“Habiéndose
descrito mil veces, puede ser que no valga la pena demorarse más en esa ópera
sórdida y pestilente. Puede ser, incluso, que no sea útil ni pertinente
comparar la guerra a una ópera, y menos aún si no nos gusta la ópera y si, como
es, es grandiosa, enfática, excesiva, llena de esperas penosas que hacen mucho
ruido, y a menudo, a la larga, son bastante aburridas”, así justifica el genial
Jean Echenoz la escritura de una novela brevísima sobre la Gran Guerra, en
víspera de su terrible centenario. Y es que se ha abusado en literatura con la insistente
ficcionalización de la Primera Guerra Mundial, el caldo de cultivo de todos los
holocaustos del siglo XX, que ya hace cansino el trato de este tema en la
narrativa actual. Sin embargo, Echenoz confirma que es uno de los escritores
más dotados. En tan pocas páginas, es capaz de crear personajes entrañables y
situaciones que erizan la piel.
Para Echenoz
causa extrañeza cómo un puñado de personajes decimonónicos, con sus florituras,
creencias arcaicas acerca del combate tradicional, con sus bandas casi
bucólicas de guerra, fanfarrias propias de los salones de baile de Ana
Karenina, desciende al infierno del siglo XX y son recibidos por obuses, terrenos
minados y gases mortíferos.
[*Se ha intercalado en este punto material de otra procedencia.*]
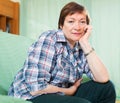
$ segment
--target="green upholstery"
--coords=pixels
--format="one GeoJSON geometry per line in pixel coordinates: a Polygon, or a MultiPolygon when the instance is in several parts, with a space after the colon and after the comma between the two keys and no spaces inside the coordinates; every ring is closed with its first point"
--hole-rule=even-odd
{"type": "MultiPolygon", "coordinates": [[[[22,67],[27,56],[28,47],[32,43],[33,40],[24,36],[0,32],[0,95],[7,95],[9,86],[15,74],[22,67]]],[[[0,101],[1,98],[5,97],[0,96],[0,101]]]]}

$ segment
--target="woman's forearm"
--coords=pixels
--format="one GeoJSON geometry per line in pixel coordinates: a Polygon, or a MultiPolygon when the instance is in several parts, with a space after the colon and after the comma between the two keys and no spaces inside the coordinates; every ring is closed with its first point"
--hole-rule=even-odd
{"type": "MultiPolygon", "coordinates": [[[[92,50],[92,47],[88,42],[81,42],[82,49],[84,53],[89,53],[92,50]]],[[[95,51],[93,50],[87,56],[87,61],[89,67],[93,73],[94,80],[97,82],[107,82],[109,80],[108,71],[105,65],[101,62],[99,57],[96,55],[95,51]]]]}
{"type": "Polygon", "coordinates": [[[34,96],[34,95],[40,95],[40,94],[61,92],[61,93],[64,93],[65,95],[73,95],[75,89],[76,88],[74,86],[72,86],[70,88],[60,88],[57,86],[48,85],[45,89],[35,91],[35,92],[30,92],[30,94],[34,96]]]}
{"type": "Polygon", "coordinates": [[[49,84],[45,89],[35,91],[35,92],[30,92],[30,94],[34,96],[34,95],[40,95],[40,94],[61,92],[61,93],[64,93],[65,95],[73,95],[76,92],[77,88],[80,86],[81,81],[82,81],[82,78],[78,79],[73,84],[73,86],[69,88],[62,88],[62,87],[57,87],[49,84]]]}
Son los mismos tipos que hemos visto aparecer en la
narrativa del siglo XIX, en Balzac, Flaubert, Víctor Hugo, Tolstoi y
Dostoievski, que cruzan el umbral del siglo en 1914, centuria que terminará
hasta 1989, en Berlín.
Estamos ante una
obra, sino cumbre, sí excepcional. Echenoz es capaz de una prosa encantadora y minuciosa,
detallista pero no densa. Es un maestro de los ritmos y dueño de una mirada
asombrosamente elegante y sutilísima en el uso de la ironía. En su novela narra
cómo Anthime, un contador de 23 años, en la provincia de Vendée, se alista para
combatir en una batalla que en Francia todos minimizan: durará 15 días y será
como una excursión vacacional. Como reservas inexpertos, se alistan también los
tres mejores amigos de Anthime y su hermano Charles, mientras que a la espera
de su regreso queda Blanche (novia de Charles), quien se encuentra encinta. Por
supuesto que la guerra no durará 15 días ni las trincheras serán un día de
campo.
Con este marco,
el narrador omnisciente se instalará hombro con hombro en los regimientos, como
una cámara que fríamente, sin descripciones emocionales, recogerá las
impresiones de los dantescos horrores de las batallas. Echenoz nos muestra cómo
la primera guerra del siglo XX fue la primera guerra tecnológica: dio a luz a
la aviación, a los gases letales, a las metralletas, a los cañones y minas. El
narrador, sin ningún empacho, recorre los campos repletos de cadáveres
putrefactos, de hombres mutilados en agonía, temerosos ante el combate, panoramas
del hambre y la sed, de las refriegas y los traumas. Con un final asombroso,
poético por su portento significativo, Echenoz es consciente de las
monstruosidades que la guerra provoca y cómo ha cambiado la faz de la
humanidad.
Libro altamente
recomendable que representa una de los imperdibles lecturas del 2013 (aunque la
versión vernácula es de octubre del 2012). Aunque lacónica, los detalles, el
fraseo, la eficacia descriptiva, sin adjetivos estorbosos o indicaciones
explícitas para dirigir las emociones, son admirables. Echenoz, sin problema alguno,
da cátedra de cómo la simplicidad narrativa comunica más que los regodeos
petulantes que ostentan ciertos escritores, más preocupados por frases
impresionables que por la calidad de sus historias.